Deer appear repeatedly in this novel, starting in the first chapter when they are referred to as idiotic because of how they run into traffic. In Chapter 2, Amanda sees a mother deer and two fawns and thinks that they mirror her, Archie, and Rose. However, the deer prove to be much smarter in this emergency than the humans are. They have enough sense to gather for a mass migration to safer ground, while the humans simply panic, waste their resources, and shelter in place. In Chapter 13, when Rose sees dozens of deer in the woods, the recurring motif becomes a chilling omen of impending disaster. Danny, G. H.’s know-it-all contractor, is the one to point out that the animals are migrating. Their instincts have been more useful in this situation than the electronic communication system humans created to displace their instincts.  

The Brick House 

The vacation house gives an illusion of safety because of its solid construction. The first time Amanda and Clay feel fear in this deceptively safe-looking house is when G. H. and Ruth knock on the door in Chapter 6. Amanda feels let down by this house constructed of “the very material the smartest little piggy chose because it would keep him safest.” In addition to offering an illusion of safety, the house is also the bone of contention between the two couples, who vie with each other over ownership rights. “We wanted to be in our house. Safe,” says G. H. Little do they know that they cannot shut out the dangers of the world, no matter how solid the house is.  
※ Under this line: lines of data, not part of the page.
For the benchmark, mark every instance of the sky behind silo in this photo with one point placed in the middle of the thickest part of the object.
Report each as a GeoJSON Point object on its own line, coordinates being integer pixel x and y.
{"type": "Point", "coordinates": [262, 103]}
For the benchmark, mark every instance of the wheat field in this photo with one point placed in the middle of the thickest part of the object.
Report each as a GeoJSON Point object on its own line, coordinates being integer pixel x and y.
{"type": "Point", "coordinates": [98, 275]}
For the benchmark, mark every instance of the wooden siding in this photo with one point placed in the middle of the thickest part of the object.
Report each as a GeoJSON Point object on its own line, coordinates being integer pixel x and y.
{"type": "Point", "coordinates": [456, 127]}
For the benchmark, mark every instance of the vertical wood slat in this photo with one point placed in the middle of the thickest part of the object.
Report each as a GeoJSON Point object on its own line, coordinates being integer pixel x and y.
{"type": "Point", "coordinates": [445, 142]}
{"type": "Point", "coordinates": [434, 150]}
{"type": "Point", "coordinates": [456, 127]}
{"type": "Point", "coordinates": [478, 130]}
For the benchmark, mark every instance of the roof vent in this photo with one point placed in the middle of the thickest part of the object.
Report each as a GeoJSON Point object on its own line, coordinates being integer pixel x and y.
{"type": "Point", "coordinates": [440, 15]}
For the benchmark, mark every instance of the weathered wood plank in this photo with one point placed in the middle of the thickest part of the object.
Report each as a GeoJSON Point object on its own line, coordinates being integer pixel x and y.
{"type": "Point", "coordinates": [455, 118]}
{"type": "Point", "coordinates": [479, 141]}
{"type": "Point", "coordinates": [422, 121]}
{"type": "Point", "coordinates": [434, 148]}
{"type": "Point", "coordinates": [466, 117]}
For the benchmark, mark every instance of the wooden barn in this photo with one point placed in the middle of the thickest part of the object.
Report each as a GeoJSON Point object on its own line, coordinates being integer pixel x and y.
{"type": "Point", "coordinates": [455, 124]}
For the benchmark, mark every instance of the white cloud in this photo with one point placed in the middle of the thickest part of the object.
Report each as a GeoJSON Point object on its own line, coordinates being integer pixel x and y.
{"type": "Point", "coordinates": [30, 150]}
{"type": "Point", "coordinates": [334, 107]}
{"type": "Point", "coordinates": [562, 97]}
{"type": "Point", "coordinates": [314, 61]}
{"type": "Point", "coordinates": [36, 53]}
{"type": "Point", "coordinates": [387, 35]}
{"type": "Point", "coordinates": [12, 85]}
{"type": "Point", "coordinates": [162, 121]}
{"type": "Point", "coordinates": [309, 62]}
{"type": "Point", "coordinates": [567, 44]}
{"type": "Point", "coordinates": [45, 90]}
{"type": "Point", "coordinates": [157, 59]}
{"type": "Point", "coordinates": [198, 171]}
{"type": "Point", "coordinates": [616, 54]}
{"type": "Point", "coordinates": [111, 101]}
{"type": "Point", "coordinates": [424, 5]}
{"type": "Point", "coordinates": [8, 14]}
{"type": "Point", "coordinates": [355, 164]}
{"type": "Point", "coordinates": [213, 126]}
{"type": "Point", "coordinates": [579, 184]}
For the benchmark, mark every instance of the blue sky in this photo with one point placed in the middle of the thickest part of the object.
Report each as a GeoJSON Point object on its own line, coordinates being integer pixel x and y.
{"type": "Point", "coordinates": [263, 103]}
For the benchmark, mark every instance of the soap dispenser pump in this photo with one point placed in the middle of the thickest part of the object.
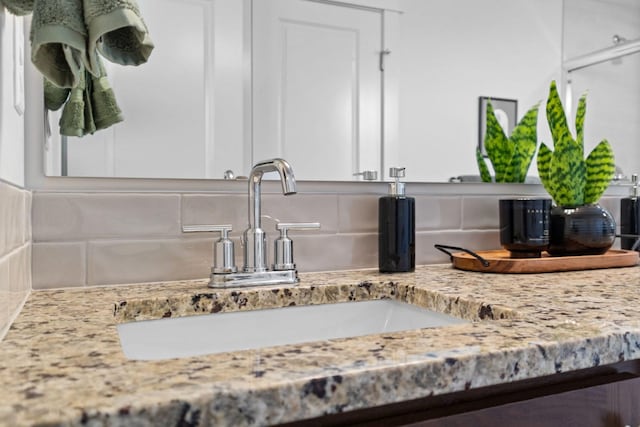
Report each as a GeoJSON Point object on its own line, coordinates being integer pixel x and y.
{"type": "Point", "coordinates": [630, 217]}
{"type": "Point", "coordinates": [396, 227]}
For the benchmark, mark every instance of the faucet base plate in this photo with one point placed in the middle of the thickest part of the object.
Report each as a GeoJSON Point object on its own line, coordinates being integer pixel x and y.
{"type": "Point", "coordinates": [233, 280]}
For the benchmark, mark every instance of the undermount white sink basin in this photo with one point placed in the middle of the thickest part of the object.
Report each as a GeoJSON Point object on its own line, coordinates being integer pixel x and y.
{"type": "Point", "coordinates": [234, 331]}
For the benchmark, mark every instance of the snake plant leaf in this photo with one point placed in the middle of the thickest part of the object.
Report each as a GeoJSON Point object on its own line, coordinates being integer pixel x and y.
{"type": "Point", "coordinates": [544, 165]}
{"type": "Point", "coordinates": [525, 139]}
{"type": "Point", "coordinates": [557, 119]}
{"type": "Point", "coordinates": [567, 175]}
{"type": "Point", "coordinates": [485, 175]}
{"type": "Point", "coordinates": [499, 149]}
{"type": "Point", "coordinates": [580, 114]}
{"type": "Point", "coordinates": [600, 170]}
Food is such an important motif in this novel that Chapter 3 is half-filled with a list of the groceries Amanda buys on her shopping spree. In the early chapters, food is associated with the indulgence of being on vacation. Later, because of their anxiety and stress, all the adults consume more food than usual, trying to distract themselves from their fears. Rose makes a cake on the day Archie falls ill, again providing distraction and a semblance of normalcy. The reckless emptying of the fridge by G. H. after they see the flamingos in the pool contrasts with the careful inspection of his stockpile of nonperishable foods. When Rose ransacks the house in the woods, she too takes stock of the food supply in its pantry.  The over-abundance of food throughout the novel, and the binge-eating indulged in specifically by Amanda, is an ironic reminder that food will soon become a scarce resource.